Vision-Language Adaptive Mutual Decoder for OOV-STR
Technical Report

Jinshui Hu

^{1, 2}

Chenyu Liu

^{1, 2}

Qiandong Yan

^{1}

Xuyang Zhu

^{1}

Pengcheng Xia

^{1}

Fengli Yu

^{1}

Jiajia Wu

^{1, 2}

Bing Yin

^{1, 2}

^{1}

IFLYTEK Research

^{2}

University of Science and Technology of China
{jshu, cyliu7, qdyan, xyzhu8, pcxia, flyu, jjwu, bingyin}@iflytek.com

Abstract

Recent works have shown huge success of deep learning models for common in vocabulary (IV) scene text recognition. However, in real-world scenarios, out-of-vocabulary (OOV) words are of great importance and SOTA recognition models usually perform poorly on OOV settings. Inspired by the intuition that the learned language prior have limited OOV preformence, we design a framework named Vision Language Adaptive Mutual Decoder (VLAMD) to tackle OOV problems partly. VLAMD consists of three main conponents. Firstly, we build an attention based LSTM decoder with two adaptively merged visual-only modules, yields a vision-language balanced main branch. Secondly, we add an auxiliary query based autoregressive transformer decoding head for common visual and language prior representation learning. Finally, we couple these two designs with bidirectional training for more diverse language modeling, and do mutual sequential decoding to get robuster results. Our approach achieved 70.31% and 59.61% word accuracy on IV+OOV and OOV settings respectively on Cropped Word Recognition Task of OOV-ST Challenge at ECCV 2022 TiE Workshop, where we got 1st place on both settings.

1 Introduction

Scene text recognition (STR) plays an important part on general visual understanding. Despite of the fast developing in computer vision [resnet, fasterrcnn, maskrcnn, vit] and text recognition [hmm, crnn, aster, sar, abinet], there are still some problems unsolved in real world scenarios, e.g., the OOV problem. [onvoc] reveals that SOTA methdos perform well on images with words within vocabulary but generalize poorly to images with words outside vocabulary. However, in real-world scenarios OOV words are common and of great importance, for example, toponyms, business names, URLs, random strings, etc. Hence, addapting current systems to recognize OOV instances is a crucial next step forward in terms of both research and application.

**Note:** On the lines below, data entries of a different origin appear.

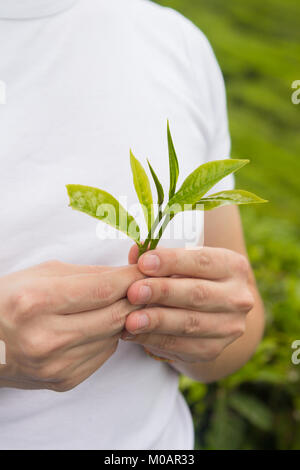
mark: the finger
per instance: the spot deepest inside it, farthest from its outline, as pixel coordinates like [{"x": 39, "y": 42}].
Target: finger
[
  {"x": 180, "y": 322},
  {"x": 82, "y": 372},
  {"x": 98, "y": 324},
  {"x": 84, "y": 292},
  {"x": 194, "y": 294},
  {"x": 205, "y": 263},
  {"x": 191, "y": 349},
  {"x": 133, "y": 254}
]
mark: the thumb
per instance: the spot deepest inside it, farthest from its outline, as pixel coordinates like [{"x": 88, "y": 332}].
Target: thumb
[{"x": 133, "y": 255}]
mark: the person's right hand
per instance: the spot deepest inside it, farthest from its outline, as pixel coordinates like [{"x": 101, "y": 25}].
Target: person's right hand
[{"x": 61, "y": 322}]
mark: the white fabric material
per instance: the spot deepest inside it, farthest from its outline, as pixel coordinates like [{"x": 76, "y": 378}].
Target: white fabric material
[
  {"x": 84, "y": 86},
  {"x": 22, "y": 9}
]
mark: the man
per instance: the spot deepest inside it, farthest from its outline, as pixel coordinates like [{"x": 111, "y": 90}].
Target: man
[{"x": 86, "y": 80}]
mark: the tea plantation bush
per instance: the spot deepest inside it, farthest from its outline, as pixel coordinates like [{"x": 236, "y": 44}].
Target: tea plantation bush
[{"x": 258, "y": 46}]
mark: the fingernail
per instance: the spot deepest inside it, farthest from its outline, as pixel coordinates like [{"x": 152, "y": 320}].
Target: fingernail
[
  {"x": 151, "y": 262},
  {"x": 142, "y": 321},
  {"x": 145, "y": 294}
]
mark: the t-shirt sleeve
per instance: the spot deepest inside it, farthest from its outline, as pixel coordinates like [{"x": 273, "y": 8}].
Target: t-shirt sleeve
[{"x": 207, "y": 71}]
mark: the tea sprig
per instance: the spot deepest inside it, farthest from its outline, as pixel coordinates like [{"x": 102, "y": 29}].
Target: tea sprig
[{"x": 190, "y": 196}]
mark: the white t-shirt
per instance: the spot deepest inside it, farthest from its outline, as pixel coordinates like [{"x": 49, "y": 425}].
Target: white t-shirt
[{"x": 85, "y": 81}]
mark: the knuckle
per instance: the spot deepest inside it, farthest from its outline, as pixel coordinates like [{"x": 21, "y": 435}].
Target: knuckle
[
  {"x": 62, "y": 387},
  {"x": 244, "y": 302},
  {"x": 164, "y": 291},
  {"x": 103, "y": 291},
  {"x": 210, "y": 353},
  {"x": 48, "y": 373},
  {"x": 117, "y": 316},
  {"x": 34, "y": 347},
  {"x": 51, "y": 264},
  {"x": 239, "y": 329},
  {"x": 199, "y": 294},
  {"x": 242, "y": 265},
  {"x": 167, "y": 342},
  {"x": 203, "y": 260},
  {"x": 191, "y": 323},
  {"x": 38, "y": 345},
  {"x": 25, "y": 301}
]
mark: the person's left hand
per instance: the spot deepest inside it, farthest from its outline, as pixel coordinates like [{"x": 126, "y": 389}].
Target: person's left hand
[{"x": 196, "y": 302}]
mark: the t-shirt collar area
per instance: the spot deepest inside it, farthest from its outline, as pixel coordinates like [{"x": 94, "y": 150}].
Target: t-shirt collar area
[{"x": 27, "y": 9}]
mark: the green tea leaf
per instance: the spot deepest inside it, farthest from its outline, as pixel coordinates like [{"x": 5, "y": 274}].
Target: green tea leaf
[
  {"x": 103, "y": 206},
  {"x": 173, "y": 162},
  {"x": 143, "y": 189},
  {"x": 224, "y": 198},
  {"x": 159, "y": 188},
  {"x": 202, "y": 180}
]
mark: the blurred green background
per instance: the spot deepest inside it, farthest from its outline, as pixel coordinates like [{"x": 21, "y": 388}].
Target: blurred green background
[{"x": 258, "y": 47}]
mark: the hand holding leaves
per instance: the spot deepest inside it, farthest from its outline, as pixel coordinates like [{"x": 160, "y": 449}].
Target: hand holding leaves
[{"x": 190, "y": 196}]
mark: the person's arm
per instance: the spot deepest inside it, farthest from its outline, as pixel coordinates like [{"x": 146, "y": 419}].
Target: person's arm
[
  {"x": 208, "y": 319},
  {"x": 61, "y": 322},
  {"x": 223, "y": 228}
]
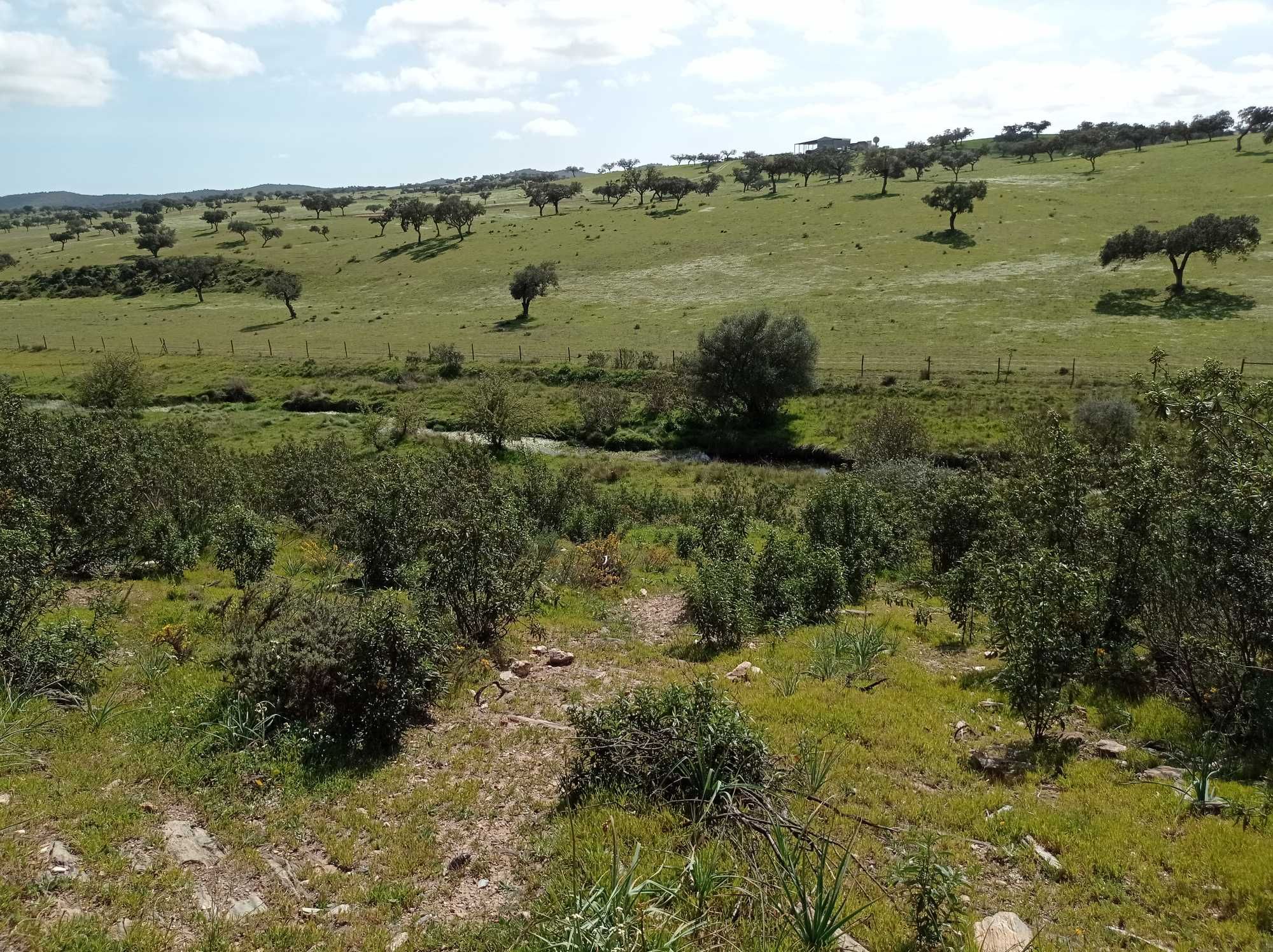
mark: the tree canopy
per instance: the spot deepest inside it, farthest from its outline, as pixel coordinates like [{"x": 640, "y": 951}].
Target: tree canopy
[{"x": 1210, "y": 236}]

To help explore this problem, [oovchallenge] firstly propose a new benchmark that can specifically measure performance over OOV instances. Besides, a challenge named ECCV 2022 Challenge on Out of Vocabulary Scene Text Understanding (OOV-ST) is simultaneously come up, which is held at ECCV 2022 Workshop on Text in Everything (TiE). This benchmark combines common scene-text datasets as training set, i.e. Syn90k[syntext], ICDAR 2015[icdar15], TextOCR[textocr], MLT-19[mlt19], HierText[hiertext], OpenTextImages[openimagev5text]. As for the final testset, images with text instances will never occur in the above-mentioned training datasets. This benchmark will serve as the footstone of OOV research and OCR community, we also build our work on it.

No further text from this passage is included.